Confession of a Sex Addict
Bet that headline caught your attention, didn’t it? Just the name makes my head want to whip around to see who they’re talking about. Makes me want to pick up my daughter and run the other direction.
Unfortunately, I can’t run away from myself. Or maybe that is fortunate, because if I could, I would. I actually did try running away from myself for years - from past hurts and mistakes through just about any means I could.
I’ve told you all about my physical struggles with alcohol and drugs, quitting smoking, and even my multiple attempts to quit biting my nails.
I am blessed with a very slim build, but I even had/have issues with binge/overeating. I could go on and tell you about my emotional struggles too, but that isn’t really important. I’ve struggled with just about every “ism” you could imagine, but none of those got me to seeking help, to eventually understand why I do these things, or to have hope that life could be different.
My wife had to work one Sunday which was quite rare. I went to church by myself. The last time that happened, I actually cried during a play that the church put on… Yeah, cold, stony me
I was wondering what would happen this time, as I settled into the back row of the highest spot in the balcony - “nice and safe here,” I thought.
The pastor spoke for awhile and I can’t even remember what the sermon was about, but he invited a young man to come up to share his testimony. He shared about sexual addiction and all of the compulsive activities surrounding it. He spoke about reducing women down to objects that were sources for his fulfillment, and I felt rotten. While the way in which my addictions played out were slightly different than his, I was just like this young man. I had problems with sexual addictions for years and ignored them.
Society even said that what I did was normal. In college? That’s what college kids do, right? I thought that when I got married, everything would be just fine because it was just something I did. However, I didn’t understand the deep spiritual and therefore physical implications of sexual addiction.
After the service I felt God impressing me to go talk to this guy. I was so scared and tried to make all kinds of excuses - “I am NOT going to a group for sex addicts,” I thought. “That is for perverts, creeps, and abusers!”
I didn’t really have much choice, though, as God was all over me on this one. I attended the next meeting, and other meetings around twice a week for the next year. I learned so many things about the “whys” of addiction. I learned that all addictions are basically the same. I learned that most of what I was told about addictions are partially wrong - factually correct in some aspects, but full of glaring omissions because they tackled the issue from an ineffectual end.
There is far too much for me to tell in one post, so I will be sharing more about addiction in future posts. I’ll still sprinkle in Christian growth posts and inane stories about my life, but it is so important now that I share what Christ has done for me with all of you.

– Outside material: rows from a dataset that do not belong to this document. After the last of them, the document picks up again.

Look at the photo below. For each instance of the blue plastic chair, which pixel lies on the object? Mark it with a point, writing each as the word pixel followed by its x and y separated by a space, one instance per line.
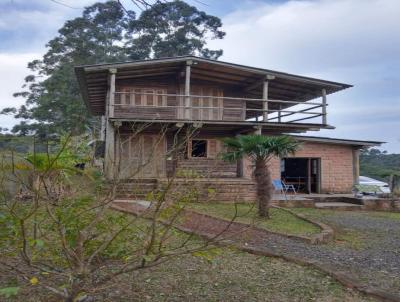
pixel 279 185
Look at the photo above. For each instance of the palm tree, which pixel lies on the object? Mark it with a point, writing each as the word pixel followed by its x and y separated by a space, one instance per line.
pixel 260 149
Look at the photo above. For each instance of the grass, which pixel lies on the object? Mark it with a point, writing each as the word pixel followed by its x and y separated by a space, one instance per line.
pixel 229 276
pixel 281 221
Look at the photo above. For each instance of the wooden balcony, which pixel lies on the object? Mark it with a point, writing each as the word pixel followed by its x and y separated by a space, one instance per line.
pixel 201 108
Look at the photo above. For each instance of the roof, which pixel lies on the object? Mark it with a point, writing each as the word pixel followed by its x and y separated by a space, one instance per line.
pixel 338 141
pixel 93 79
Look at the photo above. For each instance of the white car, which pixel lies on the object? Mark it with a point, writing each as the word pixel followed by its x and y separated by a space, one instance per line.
pixel 368 181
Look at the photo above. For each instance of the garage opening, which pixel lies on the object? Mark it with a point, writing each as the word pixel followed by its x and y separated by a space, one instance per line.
pixel 303 173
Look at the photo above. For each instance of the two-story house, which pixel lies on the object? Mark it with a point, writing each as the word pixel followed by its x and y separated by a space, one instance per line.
pixel 163 97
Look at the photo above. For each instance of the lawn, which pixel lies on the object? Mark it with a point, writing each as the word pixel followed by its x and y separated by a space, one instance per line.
pixel 229 276
pixel 281 221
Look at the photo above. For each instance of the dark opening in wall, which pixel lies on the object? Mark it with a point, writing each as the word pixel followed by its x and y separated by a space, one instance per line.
pixel 199 148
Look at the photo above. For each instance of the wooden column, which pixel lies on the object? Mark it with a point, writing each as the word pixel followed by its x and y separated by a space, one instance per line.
pixel 265 101
pixel 111 102
pixel 356 166
pixel 187 90
pixel 324 119
pixel 103 128
pixel 109 156
pixel 257 130
pixel 279 114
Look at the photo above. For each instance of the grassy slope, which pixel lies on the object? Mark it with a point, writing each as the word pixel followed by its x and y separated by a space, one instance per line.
pixel 281 221
pixel 229 276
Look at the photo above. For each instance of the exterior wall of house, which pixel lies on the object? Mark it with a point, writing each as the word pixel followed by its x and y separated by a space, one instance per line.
pixel 337 165
pixel 141 100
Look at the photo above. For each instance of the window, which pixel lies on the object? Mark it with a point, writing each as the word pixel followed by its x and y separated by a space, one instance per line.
pixel 199 148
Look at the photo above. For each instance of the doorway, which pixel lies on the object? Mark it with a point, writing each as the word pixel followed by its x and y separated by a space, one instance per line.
pixel 304 173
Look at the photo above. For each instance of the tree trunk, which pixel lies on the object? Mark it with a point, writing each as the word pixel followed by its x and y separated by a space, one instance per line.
pixel 264 187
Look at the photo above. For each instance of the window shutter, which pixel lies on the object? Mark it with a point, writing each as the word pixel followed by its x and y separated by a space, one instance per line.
pixel 212 148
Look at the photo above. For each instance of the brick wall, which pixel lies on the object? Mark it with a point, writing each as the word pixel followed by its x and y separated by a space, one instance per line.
pixel 336 165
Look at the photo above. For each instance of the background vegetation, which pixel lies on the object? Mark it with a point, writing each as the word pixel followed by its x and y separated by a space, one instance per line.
pixel 379 164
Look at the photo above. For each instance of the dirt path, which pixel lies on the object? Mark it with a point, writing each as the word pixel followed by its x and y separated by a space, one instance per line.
pixel 375 269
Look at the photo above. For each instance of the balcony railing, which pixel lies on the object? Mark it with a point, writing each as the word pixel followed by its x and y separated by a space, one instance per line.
pixel 163 106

I’ve learned since that one day in church, that support groups for sexual addiction are not full of perverts, creeps, and abusers. They are full of sinners, but they are also full of people that God desperately loves and has saved by his grace - not through the acts of those individuals as they work hard towards accepting freedom from their addictions, but through the work of one man 2000ish years ago who died on a cross for nothing that he did to deserve it.
I’m grateful for that Sunday in church, for that young man who shared his testimony and later listened to mine. I’m grateful for my wife for her love, incomprehensible grace, and bravery in encouraging me when I said I was going to share this. I’m grateful to family, and friends in Christ who have been very supportive. I’m also grateful for each one of you that I get to tell this story to, knowing full well that there is a better-than-even chance one of you is struggling with some physical or mental struggle and wants out. There is still a great deal of pain, and mistrust that exists but it’s far better than the life I led for the first 31 years of my life.
So… my name is Matt, I’m a believer in Jesus Christ. I’m recovering from sexual addiction, anger issues, control issues, chemical abuse, and co-dependency. I tell you with joy and with 100% certainty that there is a way out from whatever struggle you are facing today - I’m nobody special on my own, but through Christ all things are possible. All things.
If anyone is struggling with any form of addiction, I strongly encourage you to take that first step and seek help. Check out Celebrate Recovery, or contact your a local church. It doesn’t have to be yours either - that may even be preferable, about 1/3 of our attendees aren’t church members. Anonymity is nice. If you can’t find a specific Christian support group, get into a 12-step group like AA, NA, etc. You may want to do both. Be sure to come back and tell me how you’re doing, too - be blessed!



You have guts, that’s for sure. I’m really proud of you, and love you very much.
There are new sex addiction recovery-related MP3 downloads from Hope & Freedom Counseling Services. They can be found at http://www.RecoveryOnTheGo.com
Thanks for sharing your story. I work for Covenant Eyes and we make an Internet accountability program that has worked really well for many people. It’s always good to hear about how quality accountability and counseling continues to bring freedom into people’s lives!
Luke, I actually now have that on the computer. Had xxxchurch but needed something a little more responsive to my technical capabilities. With free, I get what I pay for. If you want to come up with a coupon code for readers of the blog and post it here, that would probably swing you some business because 8 bones a month is tough when there are free options or even $24 one-time payments w/ updates.